Naro, Sindaco assessori e presidente si riducono le indennità di un quarto

naro i quattro assessori novella schembri incardona e mirabilelillo cremonaNARO, ore 11:29 – Avevano annunciato in campagna elettorale che si sarebbero ridotti l’indennità di carica, sono stati sollecitati dall’opposizione a farlo e adesso, sindaco e assessori di Naro hanno tagliato del 25% il loro stipendio.
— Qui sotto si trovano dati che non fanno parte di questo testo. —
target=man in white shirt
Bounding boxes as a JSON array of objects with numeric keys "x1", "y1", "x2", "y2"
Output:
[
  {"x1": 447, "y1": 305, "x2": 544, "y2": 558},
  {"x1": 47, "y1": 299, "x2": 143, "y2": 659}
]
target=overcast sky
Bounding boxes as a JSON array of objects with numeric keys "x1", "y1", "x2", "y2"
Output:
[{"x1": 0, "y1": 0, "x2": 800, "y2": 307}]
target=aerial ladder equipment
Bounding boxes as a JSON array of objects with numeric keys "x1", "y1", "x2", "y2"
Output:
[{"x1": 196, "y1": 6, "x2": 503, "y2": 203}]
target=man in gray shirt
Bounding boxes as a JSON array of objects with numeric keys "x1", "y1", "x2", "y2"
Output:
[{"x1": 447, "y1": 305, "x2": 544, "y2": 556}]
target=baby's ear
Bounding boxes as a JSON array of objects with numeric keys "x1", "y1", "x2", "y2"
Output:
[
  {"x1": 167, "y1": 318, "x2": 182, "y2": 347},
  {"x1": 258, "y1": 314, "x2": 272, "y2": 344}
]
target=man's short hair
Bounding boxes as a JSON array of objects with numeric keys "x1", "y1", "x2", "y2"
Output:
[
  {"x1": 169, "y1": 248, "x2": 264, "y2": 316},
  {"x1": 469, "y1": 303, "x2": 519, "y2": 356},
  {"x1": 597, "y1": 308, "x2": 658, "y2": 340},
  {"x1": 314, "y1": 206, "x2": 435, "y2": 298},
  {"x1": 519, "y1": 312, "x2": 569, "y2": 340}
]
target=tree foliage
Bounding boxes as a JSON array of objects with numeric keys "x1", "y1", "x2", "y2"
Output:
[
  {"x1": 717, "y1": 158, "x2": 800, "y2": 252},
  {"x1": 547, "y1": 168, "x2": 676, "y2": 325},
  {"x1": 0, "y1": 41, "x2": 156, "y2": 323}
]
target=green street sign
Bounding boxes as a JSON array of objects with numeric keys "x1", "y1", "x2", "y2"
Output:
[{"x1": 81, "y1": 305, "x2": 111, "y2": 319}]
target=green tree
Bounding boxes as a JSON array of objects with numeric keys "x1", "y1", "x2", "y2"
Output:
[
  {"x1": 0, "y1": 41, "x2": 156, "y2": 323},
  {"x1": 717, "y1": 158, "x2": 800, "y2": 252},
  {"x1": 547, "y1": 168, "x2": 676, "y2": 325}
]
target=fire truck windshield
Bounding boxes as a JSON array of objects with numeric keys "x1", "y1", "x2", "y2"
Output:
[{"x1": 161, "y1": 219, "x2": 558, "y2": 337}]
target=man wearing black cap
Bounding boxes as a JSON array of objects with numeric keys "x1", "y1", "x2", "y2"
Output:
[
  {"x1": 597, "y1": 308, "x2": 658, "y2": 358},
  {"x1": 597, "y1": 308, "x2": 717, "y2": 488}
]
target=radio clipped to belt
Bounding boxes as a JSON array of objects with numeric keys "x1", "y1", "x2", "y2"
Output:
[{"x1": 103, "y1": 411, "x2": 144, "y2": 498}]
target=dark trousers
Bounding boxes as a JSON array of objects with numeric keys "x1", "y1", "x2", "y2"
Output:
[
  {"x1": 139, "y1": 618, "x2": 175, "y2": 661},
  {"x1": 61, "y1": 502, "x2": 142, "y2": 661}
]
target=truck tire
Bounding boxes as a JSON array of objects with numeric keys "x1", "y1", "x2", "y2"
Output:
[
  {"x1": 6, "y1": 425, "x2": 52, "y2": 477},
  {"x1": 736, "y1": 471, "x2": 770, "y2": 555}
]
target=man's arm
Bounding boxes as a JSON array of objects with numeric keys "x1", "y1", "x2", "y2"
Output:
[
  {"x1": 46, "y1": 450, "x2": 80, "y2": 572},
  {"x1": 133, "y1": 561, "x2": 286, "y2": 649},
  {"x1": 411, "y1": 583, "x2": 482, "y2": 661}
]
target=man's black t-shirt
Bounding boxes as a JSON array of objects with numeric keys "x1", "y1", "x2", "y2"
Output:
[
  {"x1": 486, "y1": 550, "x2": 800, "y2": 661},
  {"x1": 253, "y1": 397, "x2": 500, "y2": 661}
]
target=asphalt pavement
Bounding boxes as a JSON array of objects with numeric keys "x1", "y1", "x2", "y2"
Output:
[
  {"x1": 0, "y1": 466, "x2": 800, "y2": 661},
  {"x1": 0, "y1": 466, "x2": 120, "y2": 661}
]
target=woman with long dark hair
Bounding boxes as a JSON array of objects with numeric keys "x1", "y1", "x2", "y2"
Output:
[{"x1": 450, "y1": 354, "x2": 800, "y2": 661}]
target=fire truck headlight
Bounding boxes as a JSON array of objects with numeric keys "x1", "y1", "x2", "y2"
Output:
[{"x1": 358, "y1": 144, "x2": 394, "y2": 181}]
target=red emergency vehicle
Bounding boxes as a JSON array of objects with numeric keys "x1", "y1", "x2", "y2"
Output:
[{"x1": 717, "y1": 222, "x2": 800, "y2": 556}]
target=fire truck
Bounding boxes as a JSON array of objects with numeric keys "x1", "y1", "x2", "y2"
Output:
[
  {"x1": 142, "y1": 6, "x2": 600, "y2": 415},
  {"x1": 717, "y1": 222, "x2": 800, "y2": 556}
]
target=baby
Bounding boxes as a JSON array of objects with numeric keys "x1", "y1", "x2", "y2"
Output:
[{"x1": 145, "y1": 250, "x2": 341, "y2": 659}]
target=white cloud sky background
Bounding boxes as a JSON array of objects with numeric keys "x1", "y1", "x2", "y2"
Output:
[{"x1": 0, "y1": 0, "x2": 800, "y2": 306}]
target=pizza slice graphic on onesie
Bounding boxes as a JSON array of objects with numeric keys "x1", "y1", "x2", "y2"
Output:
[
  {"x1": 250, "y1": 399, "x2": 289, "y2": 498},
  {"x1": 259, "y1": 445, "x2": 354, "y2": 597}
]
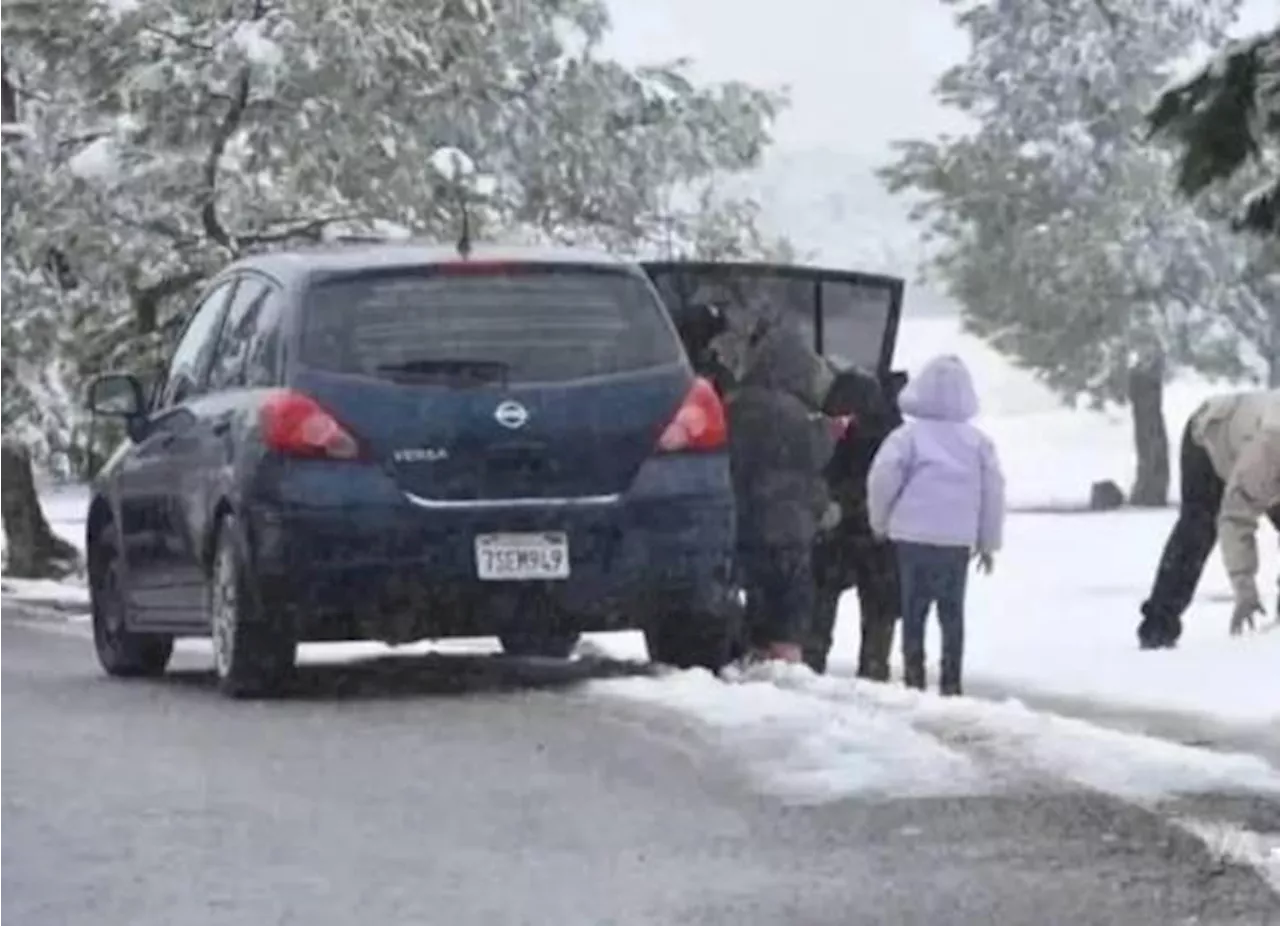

A deliberare questa riduzione sono stati il sindaco Calogero Cremona, il vicesindaco Lidia Mirabile, gli assessori Sara Incardona, Fabio Schembri e Tito Novella che così facendo hanno lasciato un quarto dell’importo loro spettante nelle casse comunali che soffrono le ristrettezze finanziarie proprie delle pubbliche amministrazioni dei nostri tempi. La decisione è stata presa in conformità alla normativa regionale che prevede che le indennità di funzioni possono essere diminuite con deliberazione di giunta. Le indennità da corrispondere a sindaco e assessori ammontano a 1.386 euro per il capo dell’amministrazione, 763 euro prende invece il vicesindaco, mentre l’indennità degli assessori e del presidente del consiglio comunale ammontano a 624 euro. La misura di tali indennità è raddoppiata qualora l’amministratore non svolga attività di lavoro dipendente oppure qualora, pur svolgendola, si sia messo in aspettativa per avere più tempo da dedicare all’amministrazione comunale. Queste indennità (o quelle eventualmente raddoppiate per gli amministratori che non sono lavoratori dipendenti) verranno adesso ridotte di un quarto. Analoga riduzione verrà operata anche per l’indennità di funzione del presidente del consiglio comunale Lillo Ferraro, dal momento che tale indennità è rapportata a quella degli assessori comunali. Tra i consiglieri comunali, inoltre, a suo tempo, Nicola Palmeri, capogruppo consiliare de “Il Megafono”, ha annunciato la rinuncia al gettone di presenza per le adunanze consiliari. “Al risparmio di spesa naturale già conseguito per il fatto che l’attuale giunta annovera più lavoratori dipendenti rispetto a quelli della giunta precedente – spiega il sindaco Lillo Cremona – si aggiungerà quello dovuto a questa significativa riduzione. Già nel secondo semestre dell’ anno in corso è previsto un risparmio di spesa di circa 14 mila euro che a regime sarà quanto meno raddoppiato. Gli importi che resteranno nelle casse comunali potranno essere utilizzati per opere e servizi di pubblica utilità che sono richiesti dalla cittadinanza”.